The second feature is the average voicing evidence (AVE) in the voiced frames. It characterizes the degree of regularity/periodicity in the voiced frames. Since the real background frames are normally unvoiced, the analysis is performed on all frames, and not just on the speech frames, in the hope to be more robust against possible errors of the speech/background classification, which is after all purely energy based, whereas the voicing evidence is derived from an analysis of all the subband signals created by the auditory model.
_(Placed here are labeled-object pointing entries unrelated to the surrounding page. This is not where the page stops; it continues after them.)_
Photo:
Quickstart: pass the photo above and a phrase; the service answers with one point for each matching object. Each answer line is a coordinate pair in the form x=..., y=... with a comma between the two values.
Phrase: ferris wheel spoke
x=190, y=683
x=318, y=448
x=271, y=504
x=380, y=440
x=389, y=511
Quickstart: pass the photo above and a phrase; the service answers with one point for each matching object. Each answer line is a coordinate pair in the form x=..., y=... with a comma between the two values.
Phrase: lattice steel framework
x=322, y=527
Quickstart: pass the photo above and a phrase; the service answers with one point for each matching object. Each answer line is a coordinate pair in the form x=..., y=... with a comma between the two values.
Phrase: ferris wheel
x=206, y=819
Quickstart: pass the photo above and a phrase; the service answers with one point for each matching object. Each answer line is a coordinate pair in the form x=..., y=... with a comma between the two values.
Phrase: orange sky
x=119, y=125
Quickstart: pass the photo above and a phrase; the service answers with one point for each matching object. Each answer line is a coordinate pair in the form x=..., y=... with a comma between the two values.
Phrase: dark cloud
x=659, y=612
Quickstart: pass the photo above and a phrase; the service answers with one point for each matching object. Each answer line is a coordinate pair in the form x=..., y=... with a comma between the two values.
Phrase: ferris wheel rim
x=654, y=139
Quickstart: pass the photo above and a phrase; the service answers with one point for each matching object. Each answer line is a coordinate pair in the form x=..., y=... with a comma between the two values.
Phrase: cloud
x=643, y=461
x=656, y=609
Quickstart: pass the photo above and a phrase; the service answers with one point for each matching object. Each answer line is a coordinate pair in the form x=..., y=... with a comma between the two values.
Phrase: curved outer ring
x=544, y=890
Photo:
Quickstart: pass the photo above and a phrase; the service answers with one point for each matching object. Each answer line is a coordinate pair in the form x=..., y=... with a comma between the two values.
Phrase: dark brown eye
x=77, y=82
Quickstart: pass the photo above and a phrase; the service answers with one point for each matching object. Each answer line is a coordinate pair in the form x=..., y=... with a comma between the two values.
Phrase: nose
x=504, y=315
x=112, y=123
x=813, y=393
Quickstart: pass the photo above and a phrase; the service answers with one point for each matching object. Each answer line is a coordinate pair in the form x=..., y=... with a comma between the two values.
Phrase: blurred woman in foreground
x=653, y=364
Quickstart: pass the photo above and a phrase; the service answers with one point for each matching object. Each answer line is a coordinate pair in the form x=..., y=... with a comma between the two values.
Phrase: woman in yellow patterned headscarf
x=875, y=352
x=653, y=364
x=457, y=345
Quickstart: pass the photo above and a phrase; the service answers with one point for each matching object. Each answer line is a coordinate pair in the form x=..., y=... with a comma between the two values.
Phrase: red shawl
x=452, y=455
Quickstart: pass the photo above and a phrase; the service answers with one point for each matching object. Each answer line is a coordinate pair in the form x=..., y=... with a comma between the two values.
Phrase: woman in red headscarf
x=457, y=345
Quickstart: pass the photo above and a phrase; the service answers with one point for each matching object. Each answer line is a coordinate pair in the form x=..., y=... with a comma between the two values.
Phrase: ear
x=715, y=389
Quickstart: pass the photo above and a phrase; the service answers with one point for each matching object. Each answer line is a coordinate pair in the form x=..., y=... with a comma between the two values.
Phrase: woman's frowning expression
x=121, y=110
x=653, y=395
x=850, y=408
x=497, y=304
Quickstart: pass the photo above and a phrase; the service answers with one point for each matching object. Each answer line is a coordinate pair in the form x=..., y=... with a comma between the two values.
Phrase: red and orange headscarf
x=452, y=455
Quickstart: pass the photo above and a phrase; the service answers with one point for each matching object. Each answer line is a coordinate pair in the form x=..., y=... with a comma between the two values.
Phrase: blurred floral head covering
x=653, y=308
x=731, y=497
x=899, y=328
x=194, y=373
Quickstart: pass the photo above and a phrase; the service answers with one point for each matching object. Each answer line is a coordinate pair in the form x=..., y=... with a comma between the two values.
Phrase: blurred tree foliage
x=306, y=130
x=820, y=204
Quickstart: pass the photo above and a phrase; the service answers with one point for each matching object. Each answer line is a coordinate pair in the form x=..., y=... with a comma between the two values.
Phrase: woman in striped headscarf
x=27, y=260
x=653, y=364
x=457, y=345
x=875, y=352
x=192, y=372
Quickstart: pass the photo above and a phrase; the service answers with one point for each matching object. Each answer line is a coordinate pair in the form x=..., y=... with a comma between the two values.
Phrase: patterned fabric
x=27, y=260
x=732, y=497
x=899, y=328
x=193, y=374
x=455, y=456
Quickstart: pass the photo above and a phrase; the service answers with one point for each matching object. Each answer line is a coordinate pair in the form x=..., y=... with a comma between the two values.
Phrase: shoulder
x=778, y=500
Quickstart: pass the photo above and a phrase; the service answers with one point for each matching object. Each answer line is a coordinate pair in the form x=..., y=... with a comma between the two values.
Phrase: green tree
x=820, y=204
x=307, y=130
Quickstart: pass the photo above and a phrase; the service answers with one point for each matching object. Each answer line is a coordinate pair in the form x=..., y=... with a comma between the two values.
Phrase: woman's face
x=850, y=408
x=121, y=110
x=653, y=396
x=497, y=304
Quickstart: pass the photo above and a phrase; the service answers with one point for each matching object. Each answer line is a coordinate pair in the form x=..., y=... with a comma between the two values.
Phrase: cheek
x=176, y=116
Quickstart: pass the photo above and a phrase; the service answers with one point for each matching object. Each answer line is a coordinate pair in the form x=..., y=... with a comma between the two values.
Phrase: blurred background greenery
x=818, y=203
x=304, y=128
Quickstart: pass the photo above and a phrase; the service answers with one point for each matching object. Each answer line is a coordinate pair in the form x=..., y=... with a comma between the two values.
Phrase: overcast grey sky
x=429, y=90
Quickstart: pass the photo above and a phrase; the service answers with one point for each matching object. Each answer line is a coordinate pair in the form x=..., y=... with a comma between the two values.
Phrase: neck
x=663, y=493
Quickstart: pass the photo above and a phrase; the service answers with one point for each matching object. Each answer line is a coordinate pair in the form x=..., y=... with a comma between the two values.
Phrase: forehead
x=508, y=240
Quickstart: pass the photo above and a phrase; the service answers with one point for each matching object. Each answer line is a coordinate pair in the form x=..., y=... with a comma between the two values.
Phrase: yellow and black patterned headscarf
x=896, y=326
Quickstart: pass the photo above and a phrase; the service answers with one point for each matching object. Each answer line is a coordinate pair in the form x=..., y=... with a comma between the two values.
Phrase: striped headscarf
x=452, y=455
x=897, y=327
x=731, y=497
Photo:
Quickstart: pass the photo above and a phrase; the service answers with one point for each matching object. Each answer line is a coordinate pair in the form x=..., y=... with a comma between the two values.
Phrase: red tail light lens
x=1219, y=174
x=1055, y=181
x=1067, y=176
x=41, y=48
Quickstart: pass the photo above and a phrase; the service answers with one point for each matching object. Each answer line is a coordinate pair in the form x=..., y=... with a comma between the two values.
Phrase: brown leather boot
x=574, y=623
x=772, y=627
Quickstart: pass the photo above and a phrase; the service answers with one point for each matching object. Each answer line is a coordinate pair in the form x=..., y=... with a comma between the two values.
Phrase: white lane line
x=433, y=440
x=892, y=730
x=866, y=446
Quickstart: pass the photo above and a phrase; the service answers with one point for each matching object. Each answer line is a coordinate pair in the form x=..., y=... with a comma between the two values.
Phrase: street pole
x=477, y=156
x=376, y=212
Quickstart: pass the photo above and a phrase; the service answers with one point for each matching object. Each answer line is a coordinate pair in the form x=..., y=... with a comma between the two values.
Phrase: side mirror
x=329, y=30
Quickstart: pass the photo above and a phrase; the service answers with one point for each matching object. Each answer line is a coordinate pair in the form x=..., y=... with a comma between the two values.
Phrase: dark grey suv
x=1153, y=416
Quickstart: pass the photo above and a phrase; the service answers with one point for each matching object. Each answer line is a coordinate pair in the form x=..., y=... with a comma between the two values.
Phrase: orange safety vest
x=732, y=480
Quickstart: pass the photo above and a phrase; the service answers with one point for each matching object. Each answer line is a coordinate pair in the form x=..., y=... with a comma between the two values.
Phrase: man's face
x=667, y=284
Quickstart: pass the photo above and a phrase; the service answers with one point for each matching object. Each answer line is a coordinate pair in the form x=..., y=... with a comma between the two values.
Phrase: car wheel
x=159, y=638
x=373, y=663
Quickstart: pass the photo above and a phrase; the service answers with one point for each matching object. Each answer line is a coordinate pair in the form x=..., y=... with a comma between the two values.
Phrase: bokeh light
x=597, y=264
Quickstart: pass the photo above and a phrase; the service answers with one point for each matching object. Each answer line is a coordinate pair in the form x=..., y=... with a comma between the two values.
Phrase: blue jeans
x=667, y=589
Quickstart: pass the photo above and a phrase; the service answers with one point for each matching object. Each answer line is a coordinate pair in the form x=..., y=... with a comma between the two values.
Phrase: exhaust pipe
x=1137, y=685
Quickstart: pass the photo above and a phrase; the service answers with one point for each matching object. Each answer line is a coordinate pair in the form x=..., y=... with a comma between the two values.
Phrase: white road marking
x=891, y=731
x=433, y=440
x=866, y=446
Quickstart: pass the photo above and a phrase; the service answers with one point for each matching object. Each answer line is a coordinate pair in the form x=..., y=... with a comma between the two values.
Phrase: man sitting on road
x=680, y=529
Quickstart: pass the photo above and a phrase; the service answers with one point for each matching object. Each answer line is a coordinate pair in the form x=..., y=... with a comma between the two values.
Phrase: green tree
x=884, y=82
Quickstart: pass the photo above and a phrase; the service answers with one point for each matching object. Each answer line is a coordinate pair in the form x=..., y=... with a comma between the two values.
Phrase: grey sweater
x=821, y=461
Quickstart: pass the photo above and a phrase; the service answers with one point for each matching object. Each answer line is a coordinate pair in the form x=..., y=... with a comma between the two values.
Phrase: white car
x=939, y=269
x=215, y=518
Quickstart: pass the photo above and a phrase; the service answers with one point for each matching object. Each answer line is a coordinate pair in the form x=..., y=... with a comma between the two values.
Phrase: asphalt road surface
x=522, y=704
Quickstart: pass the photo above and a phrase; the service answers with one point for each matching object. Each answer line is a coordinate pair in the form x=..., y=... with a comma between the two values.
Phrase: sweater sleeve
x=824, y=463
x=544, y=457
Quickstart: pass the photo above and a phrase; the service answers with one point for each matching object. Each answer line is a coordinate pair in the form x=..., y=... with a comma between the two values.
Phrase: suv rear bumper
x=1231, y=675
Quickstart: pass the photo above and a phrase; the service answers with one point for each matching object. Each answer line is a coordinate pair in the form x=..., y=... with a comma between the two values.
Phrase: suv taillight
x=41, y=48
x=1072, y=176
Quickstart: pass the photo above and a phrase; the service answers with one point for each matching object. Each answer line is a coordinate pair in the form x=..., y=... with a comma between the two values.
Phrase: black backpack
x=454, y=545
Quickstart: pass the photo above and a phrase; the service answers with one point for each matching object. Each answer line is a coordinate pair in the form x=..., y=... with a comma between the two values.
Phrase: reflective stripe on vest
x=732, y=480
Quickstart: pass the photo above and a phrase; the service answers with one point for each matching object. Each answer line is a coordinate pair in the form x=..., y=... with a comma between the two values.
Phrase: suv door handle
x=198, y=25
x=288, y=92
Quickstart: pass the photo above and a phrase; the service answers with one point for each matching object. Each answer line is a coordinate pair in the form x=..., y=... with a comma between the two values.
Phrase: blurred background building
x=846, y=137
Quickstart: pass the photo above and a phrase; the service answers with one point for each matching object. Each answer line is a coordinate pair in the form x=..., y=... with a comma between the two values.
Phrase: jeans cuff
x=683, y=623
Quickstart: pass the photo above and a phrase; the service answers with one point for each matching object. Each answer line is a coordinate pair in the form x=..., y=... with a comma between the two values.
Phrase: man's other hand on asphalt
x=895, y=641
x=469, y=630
The third feature is the traditional ‘Jitter’: JIT and JITc (corrected jitter) represent the Fo-jitter in all voiced frame pairs (=two consecutive frames) and in the voiced frame pairs with a reliable Fo in each of the two frames. The formula, which is used to compute the jitter, is:
$$ {\text{Jitter}} = {\text{sum of VE}}\left( i \right)\, \times \,\left| {{\text{T}}0\left( i \right)-{\text{T}}0\left( {i - 1} \right)} \right|/{\text{sum of VE}}\left( i \right){\kern 1pt} \, \times {\kern 1pt} \,{\text{T}}0\left( {i - 1} \right),\quad {\text{ T}}0 = 1/{\text{F}}0 $$
A fourth feature is the 90th percentile (VL 90) of the voicing length distribution. It is considered a robust estimate of the maximum voicing duration. The voicing length is defined as the number of consecutive voiced frames in the data.
Acoustic measurements
With AMPEX, the following features have been estimated:
-
PVF/PVS: PVF is the proportion of voiced frames and depends on the pauses appearing in speech. In addition, the PVS, the proportion of voiced speech frames is computed, thus considering only frames that are classified as speech in the first step of the analysis. Since pauses and weak sounds are typically unvoiced, PVS will typically be larger than PVF. For sustained vowels it should be expected that PVS = PVF = 100% in a normal voice. For constantly voiced sentences, the rule is: the better the voice, the highest the percentages.
-
AVE: the average voicing evidence in voiced frames. The more regular (periodic) the voiced frames, the higher the AVE.
-
VL 90: the 90th percentile of the voicing length distribution. The voicing length is defined as the number of consecutive voiced frames found in the data. The 90th percentile of the voicing length distribution may be considered a robust estimate of the maximum voicing duration. Phonatory breaks decrease the value of this feature.
-
JIT and JITc: the cycle-to-cycle period perturbation and the corrected cycle-to-cycle period perturbation. JIT represents the Fo-jitter in all voiced frame pairs (=2 consecutive frames), and JITc the Fo-jitter in the voiced pairs with a reliable Fo in each of the two frames.
-
JITN and JITNc: there is also a jitter feature which is computed without applying the VE (voicing evidence)-weighting.
-
PVFU: the percentage of frames with an “unreliable” Fo. For example, observed sudden frequency shifts suggest that the Fo estimate is unreliable.
Further, the total duration required for reading the 40 sentences was also measured in seconds.